Black Bean Quinoa Bowl Salad Ingredients:
- 2 teaspoons of canola oil
- 1/4 diced onion
- 1 cup quinoa
- 1/4 teaspoon salt
- 1 (15 ounce) can black beans, rinsed and drained
- 1/4 red onion - cut into thin slices (I just diced)
- 1/2 red pepper - cut into this slices (I just diced)
- 1/2 yellow pepper - cut into this slices (I just diced)
- Cilantro, for garnish
- Optional Toppings: Sliced avocado, grilled chicken, mango, crushed tortilla chips, monterey jack cheese with jalapeños
Cilantro Lime Vinaigrette Ingredients:
- 1/2 cup cilantro
- 2 tablespoons plus 1 teaspoon of honey (I used agave)
- 1 teaspoon apple cider vinegar
- 1 lime, juiced and zested
- 2 tablespoons canola oil
- 1/ teaspoon salt
- Heat 2 tsp of canola oil in saucepan over medium heat. Add the chopped red onion and cook until starting to soften (2-3 minutes). Pour in the dry quinoa and toast, stirring frequently for 3-5 minutes. Add 2 cups water and salt, bring to a boil and cover, reduce heat to low and simmer for 15-20 minutes, until the water is absorbed. Set aside.

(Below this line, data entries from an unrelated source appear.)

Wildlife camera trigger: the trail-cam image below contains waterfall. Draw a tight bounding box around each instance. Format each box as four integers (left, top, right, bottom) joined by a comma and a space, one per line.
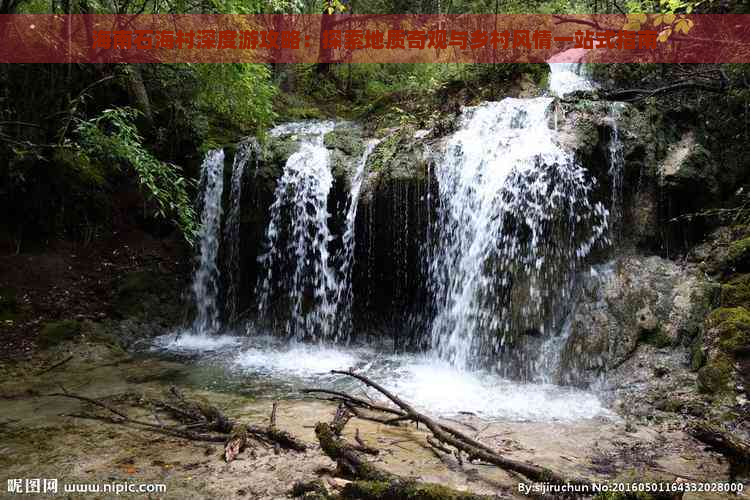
608, 103, 625, 237
190, 149, 225, 336
548, 48, 593, 96
335, 140, 379, 338
255, 125, 380, 342
255, 121, 338, 341
428, 98, 609, 375
224, 139, 260, 323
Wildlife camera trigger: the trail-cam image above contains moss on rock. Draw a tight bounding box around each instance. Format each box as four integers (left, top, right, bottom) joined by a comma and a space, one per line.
367, 128, 426, 183
83, 321, 126, 352
37, 320, 81, 348
690, 336, 706, 371
324, 128, 364, 157
720, 274, 750, 308
264, 133, 300, 166
724, 236, 750, 273
697, 354, 735, 395
707, 306, 750, 353
52, 147, 106, 187
341, 479, 491, 500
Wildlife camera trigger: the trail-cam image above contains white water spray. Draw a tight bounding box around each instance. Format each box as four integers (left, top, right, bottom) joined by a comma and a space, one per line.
190, 149, 225, 336
548, 48, 594, 97
256, 121, 338, 341
224, 139, 260, 323
335, 139, 379, 337
608, 103, 625, 236
428, 98, 609, 375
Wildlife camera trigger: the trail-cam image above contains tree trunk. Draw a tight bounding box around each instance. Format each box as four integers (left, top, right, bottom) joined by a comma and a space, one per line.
124, 64, 154, 127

- Toss together the cooked quinoa with the black beans, red onion, peppers in a bowl.
- To make the vinaigrette, combine all ingredients in a blender and blend until completely smooth.

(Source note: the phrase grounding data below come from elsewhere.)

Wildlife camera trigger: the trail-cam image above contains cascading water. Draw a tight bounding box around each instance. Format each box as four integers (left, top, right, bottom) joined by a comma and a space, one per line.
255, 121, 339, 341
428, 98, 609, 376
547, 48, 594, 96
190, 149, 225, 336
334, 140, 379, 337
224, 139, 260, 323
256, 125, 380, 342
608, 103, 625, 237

- Pour the vinaigrette over the quinoa and toss well. Add additional toppings such as grilled chicken, avocado, cheese!
I forgot to mention that I added grilled chicken that had a mexican rub on them. Just to give the salad more flavor. I served the meal and forgot to take a picture of the finished product! My apologies!!
This salad made a lot so I was able to re-use the salad and served it with tacos (see tomorrow's post) the next day. The only thing I did notice about the salad is that it dried out. So to make it fresh I added another juiced lime and it perked the salad right up.
What else would you add to this salad?